I hobble away, the pain like a hot iron pressed to my side, and am fortunate to find my car, untouched, in the parking lot.
Thankfully, roadside gas stations have evolved into full-fledged grocery stores, and I find enough bandages and anti-bacterial cream to clean my wound until I can get to a proper pharmacy. The clerk gives me the requisite once-over, but the blue ink of his jailhouse tattoos tells me he isn’t going to ask any questions or raise any eyebrows. I drive on until I find a Motel Six. I check the wound, dress it as properly as I can, turn off the light, collapse on the bed, and sleep for eighteen hours.
THE road between Lake Tahoe and Seattle is dry and barren. The eastern side of Washington is a desert, and the miles roll by plain and indistinguishable. I can only make it about two hundred miles before my side throbs so badly it threatens my consciousness, but I don’t mind falling behind schedule. The convention is still over a week away, and Abe Mann is planning to dawdle in Seattle and Portland to rest up for the big event. He isn’t scheduled to show up until the penultimate evening when he “sneaks” on stage to give a kiss to his wife after her keynote speech. This is supposed to be a surprise but is as pre-planned, practiced, and scripted as a Broad-way show. He isn’t supposed to return to the stage until the final night, when he makes the most important speech of his political career. What
I check into an Economy Inn in Walla Walla, Washington. It is on a strip with four other hotels just like it, way stations for the tired and dispossessed. On the television, Mann stands with the Port of Seattle spread out behind him, thousands of containers stacked like a multicolored maze serving as his backdrop. He’s talking about the need for tighter port security and stronger counter-terrorism measures and tougher restrictions on containers and more dollars invested to secure our borders. His preacher hand gesture punctuates every phrase, and his face looks properly stern, his eyes fierce and determined. He has found a topic he believes in, and it shows in his eyes. For a moment, I wonder what those eyes will look like when I kill him at close range. I wonder if I’ll get him alone, so I can tell him his killer is also his son. I wonder if he’ll even care.
A pharmacy sits on top of a hill on the opposite side of town. Without Pooley, without a middleman, I have no way to see a doctor or procure a prescription. As it is, I have to heal myself with over-the-counter medication, but I have done this long enough to know what to look for, how to up the dosages, how to dress my wound to stave off infection. I fill a basket with tubes of camphophenique, rolls of gauze, bottles of extra-strength Tylenol gel-caps, boxes of Q-tips and spools of medical tape. I am fighting a fever now, and if the clerk looks at me strangely, I don’t take notice. I pay in cash and leave quickly.

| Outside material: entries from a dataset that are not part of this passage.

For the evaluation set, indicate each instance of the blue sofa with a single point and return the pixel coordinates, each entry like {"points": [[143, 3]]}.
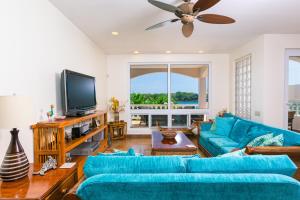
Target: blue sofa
{"points": [[175, 177], [217, 144]]}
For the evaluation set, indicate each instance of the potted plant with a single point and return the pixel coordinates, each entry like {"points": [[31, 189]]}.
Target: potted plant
{"points": [[115, 107]]}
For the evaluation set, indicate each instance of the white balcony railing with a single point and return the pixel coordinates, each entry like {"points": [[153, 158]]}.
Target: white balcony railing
{"points": [[163, 106]]}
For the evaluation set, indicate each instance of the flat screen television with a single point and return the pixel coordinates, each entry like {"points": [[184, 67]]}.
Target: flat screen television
{"points": [[78, 93]]}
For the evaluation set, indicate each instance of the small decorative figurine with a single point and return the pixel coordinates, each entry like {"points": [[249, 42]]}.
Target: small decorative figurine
{"points": [[49, 164], [50, 114]]}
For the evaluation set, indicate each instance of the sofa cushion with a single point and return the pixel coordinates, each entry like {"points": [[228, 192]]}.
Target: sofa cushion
{"points": [[189, 187], [222, 142], [247, 164], [274, 141], [213, 151], [133, 164], [239, 130], [240, 152], [253, 133], [226, 149], [208, 134], [224, 125]]}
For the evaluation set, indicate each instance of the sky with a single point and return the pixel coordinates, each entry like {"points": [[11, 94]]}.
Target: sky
{"points": [[157, 83], [294, 73]]}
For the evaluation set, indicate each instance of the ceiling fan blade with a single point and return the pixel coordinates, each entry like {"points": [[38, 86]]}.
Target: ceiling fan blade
{"points": [[215, 19], [164, 6], [202, 5], [161, 24], [187, 29]]}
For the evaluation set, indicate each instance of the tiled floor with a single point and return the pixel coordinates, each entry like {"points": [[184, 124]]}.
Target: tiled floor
{"points": [[141, 144]]}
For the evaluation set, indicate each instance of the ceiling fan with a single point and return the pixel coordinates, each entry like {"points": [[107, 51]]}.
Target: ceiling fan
{"points": [[187, 12]]}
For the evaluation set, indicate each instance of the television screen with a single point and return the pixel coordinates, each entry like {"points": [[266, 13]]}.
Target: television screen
{"points": [[79, 91]]}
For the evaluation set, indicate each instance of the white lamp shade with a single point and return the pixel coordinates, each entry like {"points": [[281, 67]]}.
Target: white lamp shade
{"points": [[15, 112]]}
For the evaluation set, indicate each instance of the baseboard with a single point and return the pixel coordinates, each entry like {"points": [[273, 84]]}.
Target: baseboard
{"points": [[138, 136]]}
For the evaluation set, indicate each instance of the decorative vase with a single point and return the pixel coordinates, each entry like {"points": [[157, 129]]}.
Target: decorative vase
{"points": [[116, 116], [15, 164]]}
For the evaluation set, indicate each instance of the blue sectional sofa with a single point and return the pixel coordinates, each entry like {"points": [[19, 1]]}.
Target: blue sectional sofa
{"points": [[174, 177], [214, 144]]}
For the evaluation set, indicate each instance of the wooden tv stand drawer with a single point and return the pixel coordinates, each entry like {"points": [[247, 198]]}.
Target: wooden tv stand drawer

A tiny church shares the parking lot with the pharmacy. I didn’t notice it on the way in, but as I toss the bags into the car, light reflects off the stained glass and catches my eye. My mind seizes on that look on Cortino’s face as he came out of the church built into the hill in Positano. The look of peace he had somehow found inside that building and carried out with him. Improbably, I find my feet moving toward the church door.
The sanctuary is empty. No more than twenty pews divide into two columns and point toward a small riser holding a pulpit. A simple mahogany cross decorates the back wall. The afternoon light filters through the stained glass outside and bathes the room in soft ethereal light. I think about Pooley and suddenly my legs feel tired. I sit down and steady my breathing until a feeling of nausea passes. How long I rest, I can’t be sure.
“Afternoon.”
A young man stands in the aisle, awash in the light from the windows. He is dressed conservatively, with a blue shirt tucked into gray slacks.
“Afternoon,” I manage.
“Are you okay?”
“Just resting.”
“You came to the right place.”
I am hoping if I stay very still he will go away. Instead, he sits in the pew in front of me and swivels his head to face my direction.